■ 待望の「ゴールドスミス・クレス両文庫所蔵
社会科学系学術図書データベース」の刊行にあたって
関西学院大学経済学部教授 井上 琢智
このように高度に情報化された社会にあっても、ゴールドスミス文庫とクレス文庫が所蔵する61,000点の書籍と440点以上の定期刊行物が西洋経済史や経済思想史研究者にとって宝の山であることは疑い得ない。それは、現在までにそのマイクロフィルム・コレクションが世界各国で販売され、日本でも、その一部購入も含めると35校の大学で所蔵されていることからみても明らかである。しかし、そのマイクロフィルムは資料保存といった図書館の視点からみると有益であっても、約1,200万頁もの資料から必要な文献を発見する作業は煩雑であり、ましてやその複写は利用者の視点から見るときわめて不便であった。
このような状況を一挙に打破してくれるのが、今回のこのデータベースの刊行である。その検索機能は、著者、書名はもちろんキーワード、分野、原本所蔵機関はもちろん、本文や索引にまで及び、その資料の印刷機能、画像の拡大・縮小・回転機能までついているとなれば、これまで読みやすいハード・コピーを得るためには多くの時間とテクニックが必要とされた複写がなんと便利になることか。

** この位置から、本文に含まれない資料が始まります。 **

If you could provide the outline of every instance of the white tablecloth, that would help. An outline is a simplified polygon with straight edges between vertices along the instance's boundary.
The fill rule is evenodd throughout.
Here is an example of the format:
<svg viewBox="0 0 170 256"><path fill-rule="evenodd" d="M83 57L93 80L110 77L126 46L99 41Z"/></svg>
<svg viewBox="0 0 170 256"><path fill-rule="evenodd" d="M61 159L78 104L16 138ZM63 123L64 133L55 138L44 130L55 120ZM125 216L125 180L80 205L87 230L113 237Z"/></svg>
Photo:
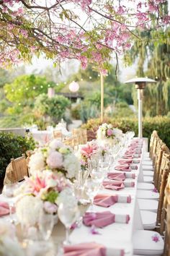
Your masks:
<svg viewBox="0 0 170 256"><path fill-rule="evenodd" d="M144 146L143 146L144 148ZM141 158L142 159L142 157ZM126 180L135 182L134 187L125 187L119 191L103 189L99 194L130 195L131 203L115 203L107 208L94 205L94 210L97 212L109 210L117 214L128 214L130 221L128 224L115 223L103 229L99 229L101 234L94 235L89 231L89 227L82 225L79 229L76 229L70 236L73 244L96 242L104 245L107 248L107 256L115 256L115 249L124 249L126 256L133 255L132 236L135 229L143 229L140 213L137 201L137 182L143 181L141 161L138 165L138 170L132 171L131 174L135 174L135 179ZM110 171L118 172L114 167L110 168Z"/></svg>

さらに刊行年、言語、挿絵などの限定検索も可能であり、著者名、書名、刊行年、刊行年逆順までの閲覧可能が加わるとすれば、ビブリオグラファーとしてもこれほどの宝の山は今は見つからないであろう。かつてW.S.ジェヴォンズの著作目録・翻訳目録を作成した際にかけたあの膨大な時間と労力は何分の一、いや何十分の一に減ることか。
このようにマイクロフィルムのままであれば、研究者が必要資料を検索し、必要な箇所を複写し、研究資料とするのがその利用の第一の目的であったこのゴールドスミス・クレス両文庫全体が、これら種々の検索機能が付加されたことによって、一つの巨大なテキストとして研究者の前に登場することになる。まさに、入手困難な原典の講読テキストとして存在したこの貴重な資料群が、新たな研究テーマを生み出すテキストとして研究者の眼前に登場したことになる。